オニク!
名乗る名前ひとつで、掴む運命が変わる世界だよね。
「どうしよう。君のことを知らないから、どの名前を教えていいかわからないな。」
それもそうだ。だが、俺も俺自身の何を教えていいか検討がつかない。
「一番メインで使われている名前もしくは、いったん匿名用とかはどうでしょうか。」
「そうだね。でもなんとなく、メインでも匿名用でもないけど、呼びやすい名前でいい?」
わかる。メインと匿名用の名前が、呼びにくい名前のパターンってあるよな。
「もちろん。俺もその考えに乗ろうと思ったくらいです。」
「じゃあ、こんなところで立ち話もなんだから、こっちで話してもいい?」
渤海に囲まれた孤島。正に仙人がいそうな形状の山。金銀の宮殿や、これでもかというほどの縁起の良いオブジェクト。神秘的な自然の中に、鍛錬の場の厳粛さ、楽園ような快適さがある。

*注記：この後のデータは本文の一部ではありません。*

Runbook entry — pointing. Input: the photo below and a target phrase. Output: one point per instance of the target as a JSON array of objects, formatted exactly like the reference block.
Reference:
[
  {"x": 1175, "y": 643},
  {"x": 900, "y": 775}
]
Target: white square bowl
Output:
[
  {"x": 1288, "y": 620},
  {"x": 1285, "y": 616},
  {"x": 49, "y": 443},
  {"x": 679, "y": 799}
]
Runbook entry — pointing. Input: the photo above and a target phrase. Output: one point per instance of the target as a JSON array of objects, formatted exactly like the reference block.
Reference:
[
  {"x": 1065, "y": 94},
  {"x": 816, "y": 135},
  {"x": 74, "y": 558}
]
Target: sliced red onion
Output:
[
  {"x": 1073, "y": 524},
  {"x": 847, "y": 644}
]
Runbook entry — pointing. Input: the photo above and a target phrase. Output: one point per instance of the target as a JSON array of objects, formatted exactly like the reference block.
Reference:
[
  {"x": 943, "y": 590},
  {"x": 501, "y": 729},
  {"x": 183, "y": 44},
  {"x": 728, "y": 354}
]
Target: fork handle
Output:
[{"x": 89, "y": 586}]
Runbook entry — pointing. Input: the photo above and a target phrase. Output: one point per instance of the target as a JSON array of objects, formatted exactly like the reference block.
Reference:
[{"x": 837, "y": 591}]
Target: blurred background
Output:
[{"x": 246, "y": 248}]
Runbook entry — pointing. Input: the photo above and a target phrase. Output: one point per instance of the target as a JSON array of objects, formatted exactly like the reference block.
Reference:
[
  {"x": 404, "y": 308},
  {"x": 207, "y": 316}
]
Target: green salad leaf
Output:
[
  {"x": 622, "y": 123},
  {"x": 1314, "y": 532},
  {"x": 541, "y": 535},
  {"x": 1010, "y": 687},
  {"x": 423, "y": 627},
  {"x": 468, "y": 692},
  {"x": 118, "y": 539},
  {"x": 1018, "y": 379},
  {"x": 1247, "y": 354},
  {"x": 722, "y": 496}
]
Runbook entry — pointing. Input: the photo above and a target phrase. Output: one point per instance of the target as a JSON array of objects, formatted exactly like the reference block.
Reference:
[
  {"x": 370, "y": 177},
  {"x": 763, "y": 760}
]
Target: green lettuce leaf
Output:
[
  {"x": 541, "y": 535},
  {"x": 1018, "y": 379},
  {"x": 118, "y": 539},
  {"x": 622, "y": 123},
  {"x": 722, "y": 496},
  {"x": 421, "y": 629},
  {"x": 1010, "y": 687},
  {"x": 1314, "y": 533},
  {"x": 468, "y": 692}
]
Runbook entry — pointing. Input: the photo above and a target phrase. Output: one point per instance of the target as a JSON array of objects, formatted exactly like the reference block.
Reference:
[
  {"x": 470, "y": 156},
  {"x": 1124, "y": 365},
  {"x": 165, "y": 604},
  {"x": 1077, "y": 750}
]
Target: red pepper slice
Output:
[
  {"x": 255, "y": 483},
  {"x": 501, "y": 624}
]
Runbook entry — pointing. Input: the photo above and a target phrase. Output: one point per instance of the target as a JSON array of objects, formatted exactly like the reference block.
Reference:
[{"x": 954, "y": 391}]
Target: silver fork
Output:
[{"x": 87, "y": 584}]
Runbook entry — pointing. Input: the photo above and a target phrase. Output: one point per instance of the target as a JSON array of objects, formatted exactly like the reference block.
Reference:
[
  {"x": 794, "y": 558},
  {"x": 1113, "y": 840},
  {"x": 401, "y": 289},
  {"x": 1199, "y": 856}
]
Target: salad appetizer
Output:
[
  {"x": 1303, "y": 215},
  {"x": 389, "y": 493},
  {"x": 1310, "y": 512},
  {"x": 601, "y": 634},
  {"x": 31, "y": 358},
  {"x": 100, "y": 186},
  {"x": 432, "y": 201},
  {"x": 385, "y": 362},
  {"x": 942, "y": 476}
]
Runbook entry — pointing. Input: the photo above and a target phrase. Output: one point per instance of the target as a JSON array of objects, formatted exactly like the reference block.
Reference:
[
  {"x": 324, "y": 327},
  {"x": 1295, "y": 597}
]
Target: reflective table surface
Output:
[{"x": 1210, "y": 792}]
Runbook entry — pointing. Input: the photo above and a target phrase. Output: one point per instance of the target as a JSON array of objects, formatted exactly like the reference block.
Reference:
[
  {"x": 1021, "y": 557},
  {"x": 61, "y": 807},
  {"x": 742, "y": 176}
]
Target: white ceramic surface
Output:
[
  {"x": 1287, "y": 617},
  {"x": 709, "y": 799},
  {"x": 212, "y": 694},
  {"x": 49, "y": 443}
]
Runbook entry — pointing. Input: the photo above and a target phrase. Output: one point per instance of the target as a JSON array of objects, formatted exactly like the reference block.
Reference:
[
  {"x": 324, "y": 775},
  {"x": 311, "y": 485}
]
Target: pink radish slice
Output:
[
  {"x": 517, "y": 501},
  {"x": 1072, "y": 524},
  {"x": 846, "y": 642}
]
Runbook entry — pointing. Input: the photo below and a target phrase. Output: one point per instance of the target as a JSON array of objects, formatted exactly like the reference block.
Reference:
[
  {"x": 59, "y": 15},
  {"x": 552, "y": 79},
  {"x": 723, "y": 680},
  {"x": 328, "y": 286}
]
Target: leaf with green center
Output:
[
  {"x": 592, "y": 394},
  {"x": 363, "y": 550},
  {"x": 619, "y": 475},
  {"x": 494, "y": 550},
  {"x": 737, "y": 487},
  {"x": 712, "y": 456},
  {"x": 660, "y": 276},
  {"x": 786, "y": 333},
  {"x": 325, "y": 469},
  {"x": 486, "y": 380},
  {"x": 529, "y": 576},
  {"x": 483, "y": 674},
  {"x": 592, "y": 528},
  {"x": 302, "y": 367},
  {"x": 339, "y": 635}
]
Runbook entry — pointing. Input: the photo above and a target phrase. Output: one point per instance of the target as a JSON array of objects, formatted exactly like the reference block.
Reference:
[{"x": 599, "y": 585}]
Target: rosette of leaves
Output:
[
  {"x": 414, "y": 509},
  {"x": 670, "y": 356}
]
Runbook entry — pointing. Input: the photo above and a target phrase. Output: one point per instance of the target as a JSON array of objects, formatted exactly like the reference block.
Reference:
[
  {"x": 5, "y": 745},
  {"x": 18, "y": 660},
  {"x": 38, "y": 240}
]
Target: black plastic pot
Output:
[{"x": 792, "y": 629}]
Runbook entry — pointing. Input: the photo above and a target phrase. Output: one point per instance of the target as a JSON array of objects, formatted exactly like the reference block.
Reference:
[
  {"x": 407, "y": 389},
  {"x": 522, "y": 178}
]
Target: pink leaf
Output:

ここにはまだ、この男と俺しかいない。集合時間までまだあるにしろ、おかしい気がする。
「それにしても、蓬莱山、今日は何だか随分過疎ってますね。」
「そうかな。別に気にならないけど。時間帯によって、こんなものじゃないかな。」
こんな世間話をしながら、俺は呼びやすい名前を探して、今朝見た名前を名乗ることに決めた。
「いきました?」
すぐに男が話しかけてきた。提案するだけあって、呼びやすい名前の準備がいい。
「確認します。」
スマホに通知が来ていた。
[オニク]:はじめまして!よろしく!たんじぇんと☆よう
オニク!!俺は、この男の名乗った名前で、メインの名前がわかった。
[たんじぇんと☆よう]:ああああ!!しっている!!ふつうにしっている〜☆
見覚えがあるのも当然だ。ビジョンが浮かぶのも当然だ。俺はこの男のメインの名前をよく知っている。
そしてオニクと俺は、スマホでやり取りを始めた。
この日の、二人きりのバーチャル神山【蓬莱山】は、季節限定のおもちのグラフィックが景色を華やかに飾っていた。
季節イベントアイテムの記憶に刻まれようは、人類にとってエグいときがあるというのに。